Temos de ir arredondando os espinhos da rosa, porque também há muitos espinhos. Eu falo tão entusiasmada que às vezes parece que isto é só uma maravilha, e não é. Mas tenho uma filosofia de vida: não desistir, lutar, ajudar. E ir arredondando os tais espinhos da rosa, para que ela fique bonita, mas com a humildade de saber que ela nem sempre se mantém. Temos de estar muito atentos e sempre a acompanhar a sociedade e o seu desenvolvimento.

Leonor Freitas - Casa Ermelinda Freitas“Ela quer, vamos apoiar”

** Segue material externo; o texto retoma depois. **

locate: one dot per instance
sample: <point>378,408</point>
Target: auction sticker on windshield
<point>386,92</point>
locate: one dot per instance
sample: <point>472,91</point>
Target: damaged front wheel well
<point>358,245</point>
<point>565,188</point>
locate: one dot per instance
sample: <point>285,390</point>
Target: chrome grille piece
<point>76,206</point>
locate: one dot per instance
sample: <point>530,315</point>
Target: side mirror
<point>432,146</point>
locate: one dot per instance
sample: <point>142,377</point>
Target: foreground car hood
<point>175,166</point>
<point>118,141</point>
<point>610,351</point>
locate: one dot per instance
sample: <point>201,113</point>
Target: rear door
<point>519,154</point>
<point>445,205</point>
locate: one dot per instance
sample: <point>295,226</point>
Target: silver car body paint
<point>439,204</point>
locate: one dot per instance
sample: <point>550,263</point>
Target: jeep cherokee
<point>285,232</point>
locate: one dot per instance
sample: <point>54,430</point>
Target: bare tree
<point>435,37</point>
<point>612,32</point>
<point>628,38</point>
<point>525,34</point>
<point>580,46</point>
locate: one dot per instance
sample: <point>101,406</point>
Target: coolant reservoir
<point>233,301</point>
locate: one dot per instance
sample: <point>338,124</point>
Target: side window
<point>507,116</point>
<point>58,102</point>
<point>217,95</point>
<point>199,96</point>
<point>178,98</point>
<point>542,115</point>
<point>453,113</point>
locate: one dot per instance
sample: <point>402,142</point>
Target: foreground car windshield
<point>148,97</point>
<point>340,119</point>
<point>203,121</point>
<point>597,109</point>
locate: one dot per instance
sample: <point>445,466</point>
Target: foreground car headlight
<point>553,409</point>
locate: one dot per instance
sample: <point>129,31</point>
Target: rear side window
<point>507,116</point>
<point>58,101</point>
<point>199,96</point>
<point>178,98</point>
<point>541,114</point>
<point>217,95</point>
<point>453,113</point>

Leonor Freitas, 71 anos, é o rosto da Casa Ermelinda Freitas, empresa vitivinícola fundada há mais de 100 anos pela sua família. Situada em Fernando Pó, concelho de Palmela, a propriedade tem 550 hectares de vinha. Após a morte do pai, Manuel João de Freitas, a mãe, Ermelinda, viu-se sozinha a gerir os destinos da Casa e a filha teve de tomar uma decisão: vender ou assumir o negócio. Deixou para trás a profissão de assistente social e tomou as rédeas do negócio. “Não sei explicar, mas não tive coragem de vender”, conta.
Ter saído de Fernando Pó para continuar os estudos fez a diferença na hora de regressar. “Quando cheguei para assumir, tinha nitidamente a perceção da importância da evolução, da mudança”, conta Leonor Freitas ao Hipersuper. E ter estudado, deve-o, principalmente, o pai. “Tenho de agradecer à minha família, já que na minha altura as mulheres só completavam a 4ª classe. Não havia luz, estudei com um candeeiro a petróleo, mas queria muito continuar os estudos e tive a sorte de ter um pai com abertura para questionar porque eu não haveria de estudar só por ser mulher. ‘Ela quer, vamos apoiar’, disse o meu pai”.
Foi, então, estudar para fora e para além dos livros e da mala levou uma recomendação. “Eu não podia perder nenhum ano e nem começar a namorar, senão regressava imediatamente a Fernando Pó. Correspondi sempre porque não queria era voltar. E, no fim, venho acabar a minha vida em Fernando Pó. Veja como tudo isto muda”, confidencia ao Hipersuper.
Regressou, agarrou num negócio de vinho a granel com 60 hectares de produção e apenas duas castas plantadas, e transformou-o numa Casa e numa marca que fatura cerca de 40 milhões de euros, com a exportação a representar 35% das suas vendas, e que produziu em 2023 quase 14 milhões de litros de vinho.